En el mismo sentido, Bernard Haisch se pregunta “cómo aparecería el universo del espacio y del tiempo desde la perspectiva de un haz de luz”. Su respuesta:

Las leyes de la relatividad son claras en este punto. Si pudieras viajar en un haz de luz como observador, todo el espacio [en la dirección del movimiento del haz] se encogería hasta un punto, y todo el tiempo colapsaría en un instante. En el sistema de referencia de la luz, no existen ni el espacio ni el tiempo. Si miramos a la galaxia de Andrómeda en el cielo nocturno, vemos luz que, desde nuestro punto de vista, tardó 2 millones de años en recorrer esa vasta distancia de espacio. Pero para un haz de luz que emana de alguna estrella en la galaxia de Andrómeda, la transmisión desde su punto de origen hasta nuestro ojo fue instantánea.

Para la luz, un momento es indistinguible de otro; o, como lo expresa J. T. Fraser: “Todos los instantes en la vida del fotón son simultáneos.” Y, quizá en cierto sentido, evocadores del momento de la creación. Consideremos que tanto la cosmología moderna como el cristianismo consideran la luz como un primer principio o una realidad primordial. En la tradición judeocristiana, Dios llama a la existencia a la luz antes de iniciar cualquier otra creación física. De manera similar, el big bang—la narrativa científica moderna de la creación—es un destello de luz dentro de cuya expansión eventualmente se aglutinan los cuerpos físicos. Esta comparación, sin embargo, encierra solo una similitud general. De mayor importancia es la idea de que lo que ocurre primero, en un sentido originario, define lo que será posible después. Pensando en esta línea, Fraser remonta la constancia de la velocidad de la luz al big bang, insistiendo en que esa primera velocidad “ha retenido una relación única e invariable con todos los demás estados de movimiento que posteriormente se hicieron posibles”. Nada puede superar la velocidad de la luz porque aquel destello primitivo estableció los límites de todos los estados futuros de movimiento, y lo hizo al ser el momento definitorio de la creación. Por razón de su primacía ontológica, enmarca las posibilidades futuras.

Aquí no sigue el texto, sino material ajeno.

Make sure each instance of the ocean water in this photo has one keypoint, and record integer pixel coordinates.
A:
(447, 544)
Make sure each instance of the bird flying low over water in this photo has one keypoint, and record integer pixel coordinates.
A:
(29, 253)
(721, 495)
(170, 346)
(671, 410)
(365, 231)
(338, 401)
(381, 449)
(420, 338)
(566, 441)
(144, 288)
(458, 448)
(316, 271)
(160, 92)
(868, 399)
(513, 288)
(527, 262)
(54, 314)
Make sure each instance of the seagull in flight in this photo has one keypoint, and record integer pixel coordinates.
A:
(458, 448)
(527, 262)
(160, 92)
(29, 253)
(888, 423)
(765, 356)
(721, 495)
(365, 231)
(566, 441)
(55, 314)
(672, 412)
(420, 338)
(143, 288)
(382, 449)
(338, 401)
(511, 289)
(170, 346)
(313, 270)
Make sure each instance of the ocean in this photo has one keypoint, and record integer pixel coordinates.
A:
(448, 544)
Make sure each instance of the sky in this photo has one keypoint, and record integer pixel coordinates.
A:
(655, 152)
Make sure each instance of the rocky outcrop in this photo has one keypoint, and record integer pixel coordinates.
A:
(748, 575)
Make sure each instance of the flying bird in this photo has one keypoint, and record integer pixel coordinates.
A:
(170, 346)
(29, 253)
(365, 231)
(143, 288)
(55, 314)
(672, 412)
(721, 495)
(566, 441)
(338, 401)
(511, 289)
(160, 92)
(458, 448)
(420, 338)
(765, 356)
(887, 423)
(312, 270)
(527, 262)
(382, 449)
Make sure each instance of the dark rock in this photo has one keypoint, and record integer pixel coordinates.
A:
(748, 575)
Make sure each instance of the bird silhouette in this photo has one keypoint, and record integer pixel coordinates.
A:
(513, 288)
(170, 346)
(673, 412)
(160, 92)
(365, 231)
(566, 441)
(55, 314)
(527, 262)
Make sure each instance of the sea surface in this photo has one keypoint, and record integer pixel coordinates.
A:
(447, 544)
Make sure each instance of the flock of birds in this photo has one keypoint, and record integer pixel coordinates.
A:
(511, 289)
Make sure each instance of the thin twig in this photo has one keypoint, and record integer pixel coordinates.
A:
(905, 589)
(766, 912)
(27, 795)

Vista de este modo, la primacía ontológica de aquel primer momento vive en la luz, lo que puede ayudar a explicar la naturaleza inmutable de la luz. Después de todo, como insiste Bondi, la luz “no puede cambiar una vez que ha sido producida, debido al hecho de que no envejece, y por lo tanto debe permanecer igual”. De manera similar, Brian Greene explica que “la luz no envejece; un fotón que emergió del big bang tiene hoy la misma edad que tenía entonces. No hay transcurso del tiempo a la velocidad de la luz”.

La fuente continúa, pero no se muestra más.